Few measures of research use in health policymaking are available, and the reliability of such measures has yet to be evaluated. A new measure called the Staff Assessment of Engagement with Evidence (SAGE) incorporates an interview that explores policymakers' research use within discrete policy documents and a scoring tool that quantifies the extent of policymakers' research use based on the interview transcript and analysis of the policy document itself. We aimed to conduct a preliminary investigation of the usability, sensitivity, and reliability of the scoring tool in measuring research use by policymakers.
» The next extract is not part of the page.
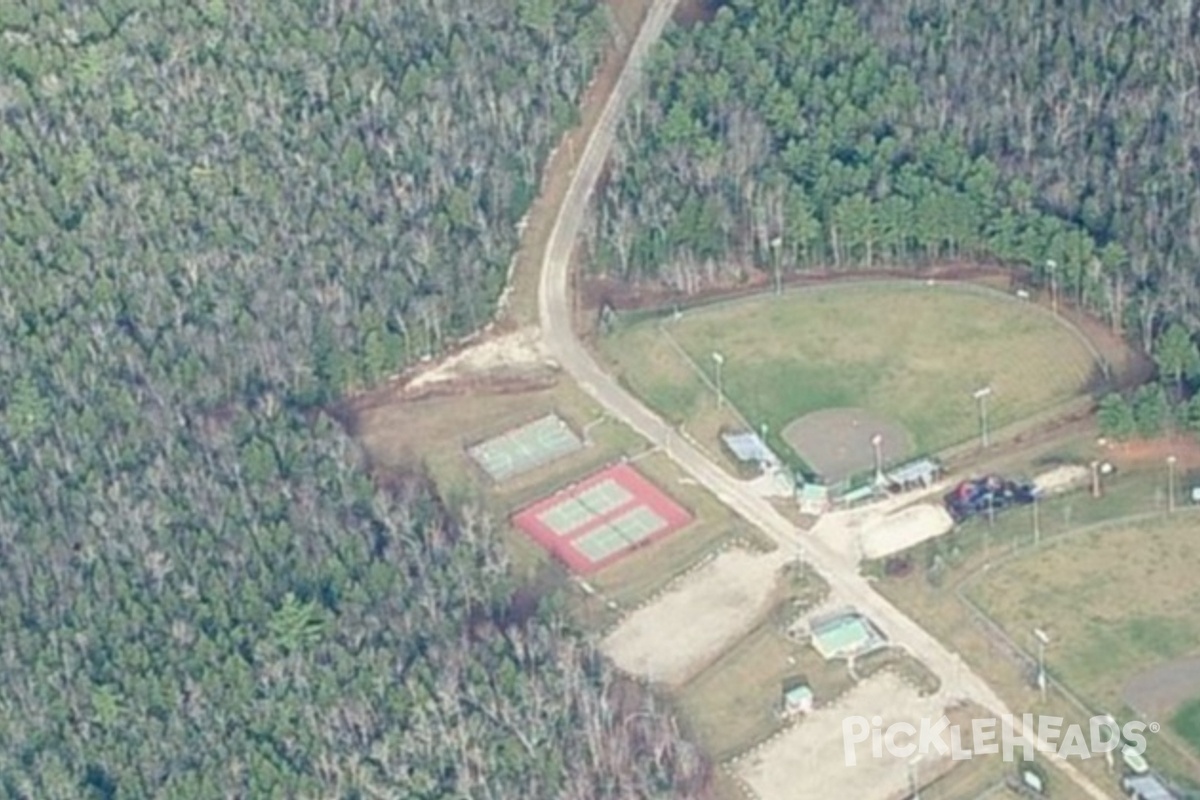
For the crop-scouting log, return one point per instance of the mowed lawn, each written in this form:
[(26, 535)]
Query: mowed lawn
[(1115, 603), (904, 349)]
Nine experts in health policy research and two independent coders were recruited. Each expert used the scoring tool to rate a random selection of 20 interview transcripts, and each independent coder rated 60 transcripts. The distribution of scores among experts was examined, and then, interrater reliability was tested within and between the experts and independent coders. Average- and single-measure reliability coefficients were computed for each SAGE subscales.
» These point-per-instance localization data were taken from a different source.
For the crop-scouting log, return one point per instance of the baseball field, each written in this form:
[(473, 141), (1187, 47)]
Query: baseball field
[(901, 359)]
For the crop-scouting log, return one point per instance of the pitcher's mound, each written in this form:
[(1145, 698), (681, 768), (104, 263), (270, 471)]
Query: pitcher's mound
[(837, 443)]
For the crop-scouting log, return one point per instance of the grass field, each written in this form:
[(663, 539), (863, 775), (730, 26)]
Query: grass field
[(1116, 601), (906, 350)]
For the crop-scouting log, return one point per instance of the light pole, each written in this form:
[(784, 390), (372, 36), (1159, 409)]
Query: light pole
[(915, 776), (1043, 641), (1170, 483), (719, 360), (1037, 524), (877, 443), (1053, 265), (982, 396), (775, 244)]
Experts' scores ranged from the limited to extensive scoring bracket for all subscales. Experts as a group also exhibited at least a fair level of interrater agreement across all subscales. Single-measure reliability was at least fair except for three subscales: Relevance Appraisal, Conceptual Use, and Instrumental Use. Average- and single-measure reliability among independent coders was good to excellent for all subscales. Finally, reliability between experts and independent coders was fair to excellent for all subscales.
Among experts, the scoring tool was comprehensible, usable, and sensitive to discriminate between documents with varying degrees of research use. Secondly, the scoring tool yielded scores with good reliability among the independent coders. There was greater variability among experts, although as a group, the tool was fairly reliable. The alignment between experts' and independent coders' ratings indicates that the independent coders were scoring in a manner comparable to health policy research experts. If the present findings are replicated in a larger sample, end users (e.g. policy agency staff) could potentially be trained to use SAGE to reliably score research use within their agencies, which would provide a cost-effective and time-efficient approach to utilising this measure in practice.
目前用于评估健康政策制定中研究使用情况的方法很少,并且这些方法的可靠性尚未得到验证。一种新的评估方法称为工作人员对证据的参与度评估(SAGE),它包含一个访谈,该访谈探讨了决策者在离散政策文件中使用研究的情况,以及一个评分工具,该工具根据访谈记录和政策文件本身的分析,对决策者使用研究的程度进行量化。我们旨在初步研究评分工具在衡量决策者研究使用情况方面的可用性、敏感性和可靠性。
招募了 9 名卫生政策研究专家和 2 名独立编码员。每位专家使用评分工具对 20 份随机选择的访谈记录进行评分,每位独立编码员对 60 份记录进行评分。检查了专家之间的分数分布,然后测试了专家和独立编码员之间的内部和外部评分的可靠性。为每个 SAGE 子量表计算了平均和单项可靠性系数。
所有子量表的专家评分范围均从有限到广泛。专家组在所有子量表上的评分也具有至少是公平水平的内部评分一致性。除了三个子量表(相关性评估、概念性使用和工具性使用)之外,单项可靠性至少为公平。独立编码员之间的平均和单项可靠性在所有子量表上均为良好至优秀。最后,专家和独立编码员之间的可靠性在所有子量表上均为公平至优秀。
在专家中,该评分工具易于理解、可用,并且能够区分具有不同研究使用程度的文件。其次,该评分工具在独立编码员中产生了可靠的分数。尽管专家之间存在更大的差异,但作为一个整体,该工具具有相当的可靠性。专家和独立编码员之间的评分一致性表明,独立编码员的评分方式与卫生政策研究专家相似。如果在更大的样本中复制本研究结果,最终用户(例如政策机构工作人员)可以接受培训,以使用 SAGE 在其机构内可靠地对研究使用情况进行评分,这将提供一种具有成本效益和时间效率的实践方法。